Revision as of 12:00, 15 March 2018

Presented by

1. Alice Wang

2. Robert Huang

3. Yufeng Wang

4. Renato Ferreira

5. Being Fan

6. Xiaoni Lang

7. Xukun Liu

8. Handi Gao

Introduction

We are able to achieve high performances in image classification using current techniques, however, the techniques often exhibit unexpected and unintuitive behaviour, allowing minor perturbations to cause a complete misclassification. In addition, the classifier may accurately classify the image, while completely missing the object in question (for example, classifying an image containing a polar bear correctly because of the snowy setting).
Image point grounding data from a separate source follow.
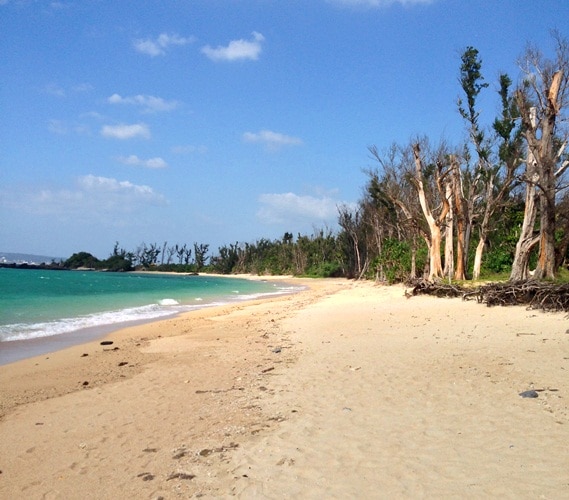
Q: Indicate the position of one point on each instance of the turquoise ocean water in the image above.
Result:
(42, 311)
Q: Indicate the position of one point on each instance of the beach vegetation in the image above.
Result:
(494, 205)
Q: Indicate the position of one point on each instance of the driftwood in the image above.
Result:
(533, 294)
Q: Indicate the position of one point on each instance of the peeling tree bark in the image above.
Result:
(435, 262)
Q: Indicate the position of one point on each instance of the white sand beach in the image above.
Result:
(345, 390)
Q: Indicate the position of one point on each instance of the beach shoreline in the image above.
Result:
(347, 389)
(16, 350)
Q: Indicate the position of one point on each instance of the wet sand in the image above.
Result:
(346, 390)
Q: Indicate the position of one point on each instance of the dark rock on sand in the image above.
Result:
(529, 394)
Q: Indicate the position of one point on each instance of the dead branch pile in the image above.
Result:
(533, 294)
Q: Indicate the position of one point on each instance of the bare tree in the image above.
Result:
(541, 99)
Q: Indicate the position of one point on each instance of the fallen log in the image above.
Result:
(533, 294)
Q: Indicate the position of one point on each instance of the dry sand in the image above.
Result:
(346, 390)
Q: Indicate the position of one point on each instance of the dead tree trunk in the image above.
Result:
(435, 263)
(461, 220)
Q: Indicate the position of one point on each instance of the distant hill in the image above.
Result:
(26, 258)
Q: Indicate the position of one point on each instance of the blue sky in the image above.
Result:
(216, 121)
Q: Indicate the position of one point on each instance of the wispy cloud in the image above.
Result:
(271, 140)
(135, 161)
(280, 208)
(158, 46)
(379, 3)
(60, 127)
(59, 91)
(148, 103)
(91, 197)
(237, 49)
(189, 149)
(124, 132)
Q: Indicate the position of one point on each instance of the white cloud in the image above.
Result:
(379, 3)
(237, 49)
(123, 131)
(279, 208)
(271, 140)
(57, 127)
(189, 149)
(148, 103)
(93, 197)
(139, 162)
(157, 47)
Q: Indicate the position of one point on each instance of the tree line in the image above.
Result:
(496, 203)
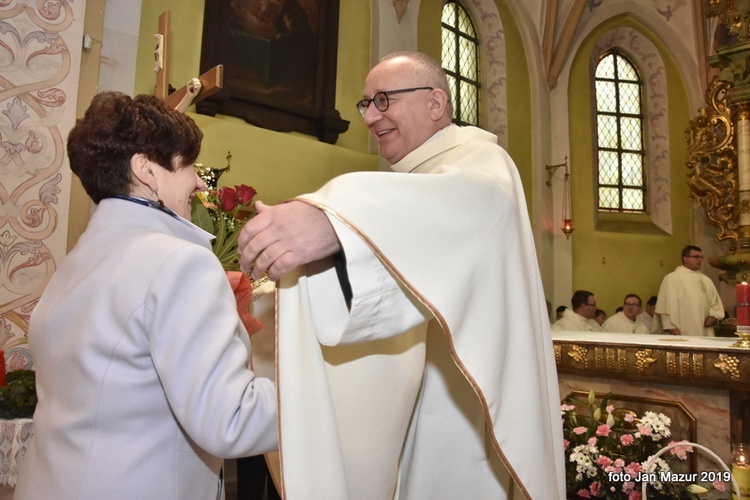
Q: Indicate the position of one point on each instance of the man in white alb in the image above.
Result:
(626, 321)
(414, 355)
(581, 317)
(688, 302)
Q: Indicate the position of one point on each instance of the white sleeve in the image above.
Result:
(380, 306)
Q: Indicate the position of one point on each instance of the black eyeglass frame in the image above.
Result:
(365, 103)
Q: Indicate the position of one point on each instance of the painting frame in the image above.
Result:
(279, 65)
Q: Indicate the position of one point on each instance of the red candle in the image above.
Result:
(743, 304)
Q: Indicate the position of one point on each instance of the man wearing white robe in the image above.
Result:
(688, 302)
(417, 367)
(649, 317)
(626, 321)
(581, 317)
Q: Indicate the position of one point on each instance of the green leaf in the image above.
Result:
(202, 216)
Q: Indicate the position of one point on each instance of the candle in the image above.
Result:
(741, 474)
(740, 470)
(743, 304)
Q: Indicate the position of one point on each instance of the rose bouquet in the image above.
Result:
(607, 450)
(223, 212)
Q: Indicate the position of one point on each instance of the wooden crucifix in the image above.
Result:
(199, 88)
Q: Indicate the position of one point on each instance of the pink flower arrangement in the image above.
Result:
(607, 448)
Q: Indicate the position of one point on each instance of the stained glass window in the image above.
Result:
(619, 130)
(460, 59)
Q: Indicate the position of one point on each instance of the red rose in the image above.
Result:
(227, 198)
(245, 193)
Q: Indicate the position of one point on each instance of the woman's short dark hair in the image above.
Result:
(115, 127)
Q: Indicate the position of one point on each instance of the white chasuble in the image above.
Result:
(439, 381)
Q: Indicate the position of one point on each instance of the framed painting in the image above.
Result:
(279, 59)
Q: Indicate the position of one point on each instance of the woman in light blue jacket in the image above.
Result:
(141, 357)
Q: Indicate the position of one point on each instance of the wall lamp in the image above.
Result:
(567, 226)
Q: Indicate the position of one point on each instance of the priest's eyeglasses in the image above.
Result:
(381, 99)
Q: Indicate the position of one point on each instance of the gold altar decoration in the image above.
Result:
(723, 367)
(734, 19)
(712, 162)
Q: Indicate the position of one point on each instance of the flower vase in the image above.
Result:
(210, 175)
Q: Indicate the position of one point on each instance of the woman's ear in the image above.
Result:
(143, 171)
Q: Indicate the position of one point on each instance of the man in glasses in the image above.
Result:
(420, 366)
(581, 317)
(688, 302)
(626, 321)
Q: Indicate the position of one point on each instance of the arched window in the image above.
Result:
(619, 130)
(460, 59)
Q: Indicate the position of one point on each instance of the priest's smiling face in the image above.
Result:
(411, 117)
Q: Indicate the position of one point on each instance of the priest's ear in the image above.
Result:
(143, 171)
(438, 104)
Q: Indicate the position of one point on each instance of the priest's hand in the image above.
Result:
(710, 322)
(282, 237)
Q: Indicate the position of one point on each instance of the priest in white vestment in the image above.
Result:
(581, 317)
(688, 302)
(414, 358)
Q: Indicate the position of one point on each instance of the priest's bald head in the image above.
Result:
(406, 101)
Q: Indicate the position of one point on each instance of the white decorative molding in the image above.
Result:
(40, 46)
(491, 35)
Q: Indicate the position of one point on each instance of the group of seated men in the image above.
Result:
(687, 304)
(629, 318)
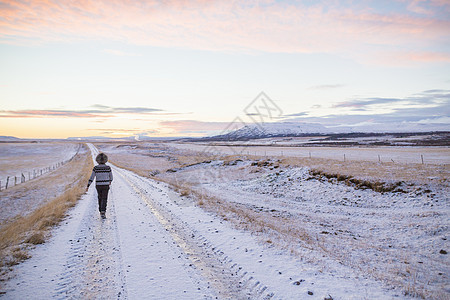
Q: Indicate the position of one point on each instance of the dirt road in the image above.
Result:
(156, 244)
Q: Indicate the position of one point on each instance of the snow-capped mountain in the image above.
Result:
(267, 130)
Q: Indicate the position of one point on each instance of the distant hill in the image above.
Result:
(4, 138)
(296, 129)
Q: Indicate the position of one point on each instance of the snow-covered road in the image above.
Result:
(155, 244)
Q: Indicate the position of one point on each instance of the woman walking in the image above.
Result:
(103, 175)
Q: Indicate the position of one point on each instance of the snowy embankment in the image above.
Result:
(155, 244)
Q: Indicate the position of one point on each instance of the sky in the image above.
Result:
(194, 68)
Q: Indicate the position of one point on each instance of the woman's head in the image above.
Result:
(101, 158)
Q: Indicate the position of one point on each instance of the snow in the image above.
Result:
(18, 158)
(404, 155)
(156, 244)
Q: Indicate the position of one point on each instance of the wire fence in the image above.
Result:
(25, 176)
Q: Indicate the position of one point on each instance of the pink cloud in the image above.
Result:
(233, 25)
(192, 125)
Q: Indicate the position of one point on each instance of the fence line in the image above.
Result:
(35, 173)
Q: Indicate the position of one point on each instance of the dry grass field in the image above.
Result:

To remedy this, we can either isolate the object and its surroundings and re-evaluate whether the classifier still performs adequately, or we can apply a saliency detection method to determine the focus of the classifier, and to understand how the classifier makes its decisions.

A commonly used method for saliency detection takes an image, then recursively removes sections of the image and evaluates the impact on the accuracy of the classification. The smallest region that causes the biggest impact on the classification score makes up our saliency map. However, this iterative method is computationally intensive and thus time-consuming.

This paper proposes a new saliency detection method that uses a trained model to predict the saliency map from a single feed-forward pass. The resulting saliency detection is not only order of magnitudes faster, but benchmarks against standard saliency detection methods also show that we have produced higher quality saliency masks and achieved better localization results.